Adelia terkekeh dengan senyum canggung,

“maaf, Tu—“ Adelia segera membekap mulutnya sendiri kala hampir mengucapkan panggilan itu.

Rean menggeleng.

“Di mana Ibuku?” tanya Rean mencari sosok yang menjadi tujuannya ke tempat itu. Hingga mendapat telepon tanpa henti dari Ayahnya yang posesif bin protektif.

“Ah, itu—“

“Oh, Rean. Kamu sudah datang. Padahal Mama bilang untuk jemputnya besok saja.”

Rean menghela napas sambil menggelengkan kepalanya, “apa Mama mau membuat Papa gila?” tanyanya dengan wajah malas.

Seketika wanita itu terkekeh pelan. Melirik ke arah Adelia, hingga tanpa sengaja pandangan keduanya bertemu membuat Adelia menelan kasar ludahnya merasakan firasat tak enak saat itu juga.

“Em, kak. Aku pulang duluan, sampai jumpa besok.” Ujar Adelia. Buru-buru memasuki toko bunga untuk mengambil tas jinjing miliknya, lalu meninggalkan toko bunga tersebut setelah berpamitan sekali lagi pada atasannya.
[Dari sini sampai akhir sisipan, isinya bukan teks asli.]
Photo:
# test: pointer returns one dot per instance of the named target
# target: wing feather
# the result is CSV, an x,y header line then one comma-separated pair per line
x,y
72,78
Suara deru napas tak beraturan terdengar.

Perlahan langkah kaki Adelia terhenti. Sedikit menoleh ke belakang untuk memastikan jika dirinya telah jauh dari tempat kerjanya itu.

“Untunglah. Hampir saja,” gumam Adelia mengusap pelan dadanya.

Sejenak gadis itu terdiam merenung di trotoar jalan. Mengingat beberapa hal yang kini sedikit mengganggu pikirannya.

‘Sepertinya aku harus mencari pekerjaan lain. Jika hanya mengandalkan gaji dari toko bunga, maka aku tidak bisa melunasi semua utang itu.’ Batin Adelia menggigit bibirnya sendiri.

“Ya, aku harus mencari pekerjaan lain dengan gaji besar. Eh, tapi apa ada?”

“Urusan belakangan, ah. Pokoknya sekarang harus semangat, jalan masih panjang Adelia.” Ujarnya bergumam sendiri lalu melangkah penuh semangat kembali ke kontrakannya.